Globular cluster formation with multiple stellar populations: self-enrichment in fractal massive molecular clouds

Abstract

Internal chemical abundance spreads are one of fundamental properties of globular clusters (GCs) in the Galaxy. In order to understand the origin of such abundance spreads, we numerically investigate GC formation from massive molecular clouds (MCs) with fractal structures using our new hydrodynamical simulations with star formation and feedback effects of supernovae (SNe) and asymptotic giant branch (AGB) stars. We particularly investigate star formation from gas chemically contaminated by SNe and AGB stars within MCs with different initial conditions and environments.
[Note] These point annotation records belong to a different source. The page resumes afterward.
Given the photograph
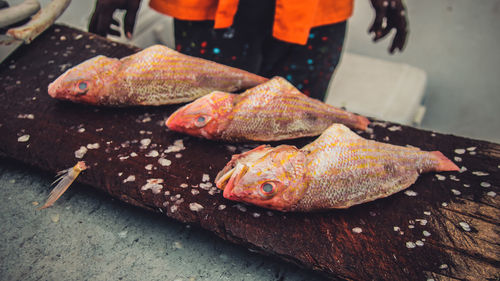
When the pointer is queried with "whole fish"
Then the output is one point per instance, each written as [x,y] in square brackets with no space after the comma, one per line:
[338,170]
[154,76]
[271,111]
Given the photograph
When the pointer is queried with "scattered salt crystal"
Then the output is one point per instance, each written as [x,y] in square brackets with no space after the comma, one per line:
[54,217]
[164,162]
[422,221]
[81,152]
[231,148]
[130,178]
[93,145]
[440,177]
[154,185]
[177,245]
[465,226]
[206,186]
[410,193]
[23,138]
[195,207]
[240,207]
[205,178]
[410,245]
[176,147]
[357,230]
[394,128]
[485,184]
[145,142]
[153,153]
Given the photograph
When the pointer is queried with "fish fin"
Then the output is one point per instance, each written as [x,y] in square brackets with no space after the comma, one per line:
[66,178]
[444,164]
[363,123]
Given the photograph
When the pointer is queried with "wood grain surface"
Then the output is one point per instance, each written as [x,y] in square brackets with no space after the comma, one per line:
[444,227]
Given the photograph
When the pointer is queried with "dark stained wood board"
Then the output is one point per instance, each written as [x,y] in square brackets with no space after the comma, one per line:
[448,229]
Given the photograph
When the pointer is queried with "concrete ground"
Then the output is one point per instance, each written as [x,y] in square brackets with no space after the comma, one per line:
[89,236]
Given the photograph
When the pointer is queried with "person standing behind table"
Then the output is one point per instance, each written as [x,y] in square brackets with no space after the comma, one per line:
[300,40]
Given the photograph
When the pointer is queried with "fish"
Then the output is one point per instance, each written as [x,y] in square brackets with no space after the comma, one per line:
[338,170]
[272,111]
[65,179]
[154,76]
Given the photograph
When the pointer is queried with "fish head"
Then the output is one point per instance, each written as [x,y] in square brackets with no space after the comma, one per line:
[205,117]
[86,82]
[267,177]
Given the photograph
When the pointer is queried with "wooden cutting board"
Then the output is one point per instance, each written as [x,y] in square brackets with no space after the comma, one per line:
[445,226]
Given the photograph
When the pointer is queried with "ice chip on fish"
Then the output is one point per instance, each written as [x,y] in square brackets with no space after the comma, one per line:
[338,170]
[154,76]
[272,111]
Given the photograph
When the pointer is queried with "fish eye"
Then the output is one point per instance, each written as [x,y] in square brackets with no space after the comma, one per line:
[82,88]
[268,188]
[201,121]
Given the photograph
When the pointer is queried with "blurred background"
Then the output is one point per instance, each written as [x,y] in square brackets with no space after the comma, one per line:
[450,66]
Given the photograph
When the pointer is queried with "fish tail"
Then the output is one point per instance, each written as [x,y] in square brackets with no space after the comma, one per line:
[444,164]
[63,183]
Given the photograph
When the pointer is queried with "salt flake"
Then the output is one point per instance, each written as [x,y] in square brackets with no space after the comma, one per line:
[23,138]
[195,207]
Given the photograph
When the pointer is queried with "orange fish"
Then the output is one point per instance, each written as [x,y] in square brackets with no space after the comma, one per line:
[272,111]
[154,76]
[338,170]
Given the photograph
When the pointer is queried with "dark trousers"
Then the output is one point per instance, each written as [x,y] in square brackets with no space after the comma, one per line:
[248,44]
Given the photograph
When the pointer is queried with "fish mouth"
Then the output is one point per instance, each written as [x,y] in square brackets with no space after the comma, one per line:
[53,89]
[229,177]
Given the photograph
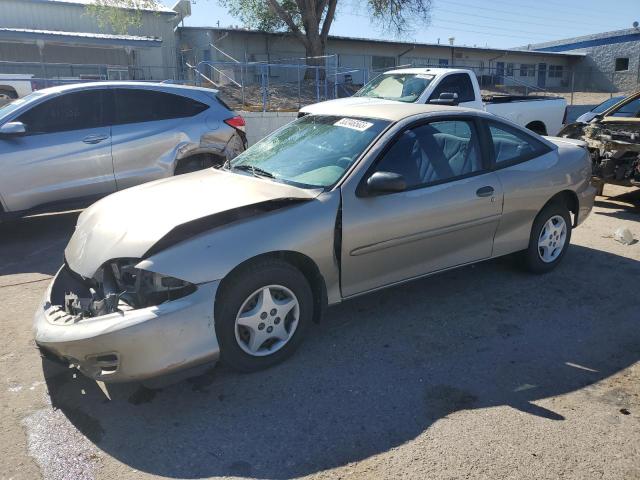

The principal results are as follows. GCs with multiple generation of stars can be formed from merging of hierarchical star cluster complexes that are developed from high-density regions of fractal MCs. Feedback effects of SNe and AGB stars can control the formation efficiencies of stars formed from original gas of MCs and from gas ejected from AGB stars. The simulated GCs have radial gradients of helium abundances within the central 3 pc. The original MC masses need to be as large as 10^7 Msun for a canonical initial stellar mass function (IMF) so that the final masses of stars formed from AGB ejecta can be 10^5 Msun. Since star formation from AGB ejecta is rather prolonged (10^8 yr), their formation can be strongly suppressed by SNe of the stars themselves. This result implies that the so-called mass budget problem is much more severe than ever thought in the self-enrichment scenario of GC formation. and thus that IMF for the second generation of stars should be `top-light'.